Responsable d’investissement chez Sinergi Burkina, Davy Soubeiga analyse l’impact de la pandémie de covid-19 sur la stratégie d’investissement et sur les entrepreneurs accompagnées par Sinergi Burkina.
Pourriez-vous en, quelques mots, décrire Sinergi Burkina ?
Sinergi Burkina est la première société d’investissement dédiée aux petites et moyennes entreprises (PME) du Burkina Faso créée en 2014. Nous sommes actuellement 6 employés dont un tiers de femmes. Nous finançons les PME pour des montants compris entre 20 millions FCFA et 200 millions FCFA, en prenant des participations minoritaires pour une période de 4 à 7 ans, et en offrant des prêts d’actionnaires.
En tant que partenaire actif, nous levons des fonds additionnels pour les PME auprès de programmes partenaires tels que le programme PACE de l’Agence des Etats-Unis pour le développement (USAID), les programmes I&P Accélération au Sahel et I&P Accélération Technologies initiés par Investisseurs et Partenaires pour du financement d’amorçage avec du crédit taux zéro, mais également le Programme de Croissance Economique dans le Secteur Agricole (PCESA) mis en place par l’ambassade danoise avec de la subvention d’investissement et d’exploitation.
Nous avons actuellement 4 entreprises en portefeuille d’investissement, 11 en amorçage, et 7 en facilitation auprès du PCESA.
La crise de la covid-19 a-t-elle impacté vos échanges avec les entreprises en portefeuille ?
La crise sanitaire mondiale que nous avons connu cette année a en effet eu un impact sur nos relations avec les entreprises en portefeuille. Dans le respect des mesures barrières édictées par le gouvernement, nous avons adapté notre suivi de proximité auprès des entrepreneurs, en privilégiant les appels et vidéo conférences. Ainsi les réunions en présentiel et les visites d’entreprise ont été réduites (en respectant les mesures barrières), et même annulées pendant le pic de la crise.
Comment les entreprises en portefeuille ont-elles été affectées par la crise ?

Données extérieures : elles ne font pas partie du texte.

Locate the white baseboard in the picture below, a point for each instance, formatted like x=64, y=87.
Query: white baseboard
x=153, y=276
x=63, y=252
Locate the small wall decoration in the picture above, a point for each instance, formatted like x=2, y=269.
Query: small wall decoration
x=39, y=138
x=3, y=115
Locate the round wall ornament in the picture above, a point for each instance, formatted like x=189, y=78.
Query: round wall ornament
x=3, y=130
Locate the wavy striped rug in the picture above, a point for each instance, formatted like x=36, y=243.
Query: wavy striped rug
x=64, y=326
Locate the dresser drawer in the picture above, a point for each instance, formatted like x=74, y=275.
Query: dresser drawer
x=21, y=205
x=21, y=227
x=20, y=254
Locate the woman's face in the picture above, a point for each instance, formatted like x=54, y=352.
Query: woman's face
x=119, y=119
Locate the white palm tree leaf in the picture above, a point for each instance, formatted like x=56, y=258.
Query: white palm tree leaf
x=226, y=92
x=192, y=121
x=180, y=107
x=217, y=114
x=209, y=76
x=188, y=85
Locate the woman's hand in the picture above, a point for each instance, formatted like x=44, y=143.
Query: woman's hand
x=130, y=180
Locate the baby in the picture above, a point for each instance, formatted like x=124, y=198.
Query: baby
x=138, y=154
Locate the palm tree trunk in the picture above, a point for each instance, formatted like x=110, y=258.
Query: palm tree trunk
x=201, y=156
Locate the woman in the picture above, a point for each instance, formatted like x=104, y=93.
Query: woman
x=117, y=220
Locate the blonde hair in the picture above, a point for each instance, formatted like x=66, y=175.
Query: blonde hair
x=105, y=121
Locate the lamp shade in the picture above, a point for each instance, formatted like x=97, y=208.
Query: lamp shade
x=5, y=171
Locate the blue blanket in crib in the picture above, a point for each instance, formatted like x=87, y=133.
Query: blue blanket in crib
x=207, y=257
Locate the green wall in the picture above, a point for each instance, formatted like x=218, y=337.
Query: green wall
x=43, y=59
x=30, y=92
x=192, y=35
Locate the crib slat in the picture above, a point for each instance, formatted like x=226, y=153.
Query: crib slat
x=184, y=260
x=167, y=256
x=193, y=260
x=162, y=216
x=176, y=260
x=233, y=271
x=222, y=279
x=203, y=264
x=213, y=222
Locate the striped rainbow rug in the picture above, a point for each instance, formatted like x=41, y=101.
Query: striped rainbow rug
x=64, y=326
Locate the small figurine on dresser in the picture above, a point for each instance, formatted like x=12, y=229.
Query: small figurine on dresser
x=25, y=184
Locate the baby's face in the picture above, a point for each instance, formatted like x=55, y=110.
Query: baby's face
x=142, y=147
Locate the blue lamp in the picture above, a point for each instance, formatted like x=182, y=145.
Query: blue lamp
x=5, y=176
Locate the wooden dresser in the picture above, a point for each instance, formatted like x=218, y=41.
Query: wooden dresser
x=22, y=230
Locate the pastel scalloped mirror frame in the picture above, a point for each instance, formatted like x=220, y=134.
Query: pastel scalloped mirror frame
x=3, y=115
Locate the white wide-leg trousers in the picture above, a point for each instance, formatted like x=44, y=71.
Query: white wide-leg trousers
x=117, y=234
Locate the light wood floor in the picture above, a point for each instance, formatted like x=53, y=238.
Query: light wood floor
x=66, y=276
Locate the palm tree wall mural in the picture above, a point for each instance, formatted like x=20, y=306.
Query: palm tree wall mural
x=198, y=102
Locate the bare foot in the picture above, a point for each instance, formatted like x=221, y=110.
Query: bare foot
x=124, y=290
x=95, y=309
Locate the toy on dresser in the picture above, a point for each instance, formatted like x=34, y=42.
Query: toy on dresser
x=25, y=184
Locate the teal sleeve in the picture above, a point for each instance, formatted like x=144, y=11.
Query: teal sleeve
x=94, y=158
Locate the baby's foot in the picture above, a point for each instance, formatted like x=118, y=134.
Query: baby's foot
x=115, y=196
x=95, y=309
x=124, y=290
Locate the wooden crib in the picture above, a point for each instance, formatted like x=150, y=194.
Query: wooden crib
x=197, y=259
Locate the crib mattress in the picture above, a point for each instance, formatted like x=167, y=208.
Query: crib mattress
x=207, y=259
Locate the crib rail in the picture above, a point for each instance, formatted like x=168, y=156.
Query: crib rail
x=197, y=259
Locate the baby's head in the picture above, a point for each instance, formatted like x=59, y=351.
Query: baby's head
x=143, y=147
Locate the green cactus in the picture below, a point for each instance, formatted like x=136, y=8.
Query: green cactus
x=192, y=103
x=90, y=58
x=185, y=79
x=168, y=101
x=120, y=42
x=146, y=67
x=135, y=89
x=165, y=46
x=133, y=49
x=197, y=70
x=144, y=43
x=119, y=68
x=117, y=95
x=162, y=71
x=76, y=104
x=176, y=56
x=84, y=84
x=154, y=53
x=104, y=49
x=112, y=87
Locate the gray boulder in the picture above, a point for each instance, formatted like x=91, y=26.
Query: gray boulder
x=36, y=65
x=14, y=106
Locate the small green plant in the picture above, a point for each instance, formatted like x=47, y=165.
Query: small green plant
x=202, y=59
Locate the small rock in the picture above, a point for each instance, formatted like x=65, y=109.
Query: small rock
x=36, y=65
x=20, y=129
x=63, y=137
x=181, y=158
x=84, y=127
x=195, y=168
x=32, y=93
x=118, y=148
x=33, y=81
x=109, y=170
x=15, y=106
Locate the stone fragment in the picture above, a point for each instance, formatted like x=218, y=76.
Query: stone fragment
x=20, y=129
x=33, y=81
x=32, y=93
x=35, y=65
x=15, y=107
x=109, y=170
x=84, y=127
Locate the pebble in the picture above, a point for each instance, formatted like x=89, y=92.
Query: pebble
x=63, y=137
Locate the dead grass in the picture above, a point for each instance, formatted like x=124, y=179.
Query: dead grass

La crise a impacté nos entreprises en portefeuille de plusieurs manières : la baisse de la demande a entrainé une baisse de production dans l’agro-industrie, la fermeture temporaire d’unités de production pour éviter la contagion. La mise en quarantaine des villes a entrainé des difficultés d’approvisionnement et de distribution et un arrêt total des activités dans le domaine de l’éducation. Les difficultés de levée de fonds auprès des institutions financières ont aussi retardé l’acquisition et la livraison d’équipements de production. Enfin les charges imprévues pour l’acquisition de matériel d’hygiène (gel hydroalcoolique, lave-main, cache-nez, thermomètre…) ont connu une hausse de prix exponentielle.
Ces entreprises ont cependant fait preuve de résilience, et certaines ont même pu saisir l’opportunité pour adapter leur offre. C’est le cas de Palobde qui produit des serviettes hygiéniques pour femmes à base de pagnes tissés, et qui a pu se reconvertir à la production de cache-nez lavables permettant ainsi de multiplier son chiffre d’affaires par trois.
Quelles mesures avez-vous pris pour appuyer les entreprises pendant la crise ?
Nous avons tout d’abord analysé l’exposition de nos entreprises accompagnées, participé aux réflexions stratégiques de résilience, et levé des fonds pour aider nos partenaires faces à ces difficultés.
Comment la crise du covid-19 a-t-elle impacté vos activités ?
L’équipe de Sinergi Burkina a continué ses activités par télétravail jusqu’au déconfinement progressif entamé fin mai toujours dans le respect strict des mesures édictées par le gouvernement. Le flux des demandes de financement n’a pas connu de baisse réelle malgré un ralentissement de la prospection. Nous avons au contraire reçu des demandes additionnelles de la part de nos entreprises en portefeuille pour faire face aux effets de la crise sanitaire.
Les activités du cluster burkinabé du Club Africain des Entrepreneurs ont cependant pris un coup. La dernière activé date du 13 mars dernier, 4 jours après les premiers cas du Burkina, et quelques jours avant le confinement total.
Quels types de soutien et d’accompagnement complémentaires sont nécessaires, de la part d’I&P, des pouvoirs publics, d’autres acteurs de l’écosystème… pour aider les entrepreneurs ?
La mise à disposition des financements dans le cadre du covid-19 est à encourager avec éventuellement un plafond plus élevé. L’Etat burkinabè a signé un accord-cadre avec l’Association Professionnelle des Banques et Etablissements Financiers du Burkina Faso, une convention entre dans le cadre de la mise en place du Fonds de financement pour soutenir les entreprises fortement impactées par la Covid-19. Les prêts aux entreprises seront au taux de 4% à travers un mécanisme de bonification supporté par l’Etat à hauteur de 5 milliards de FCFA.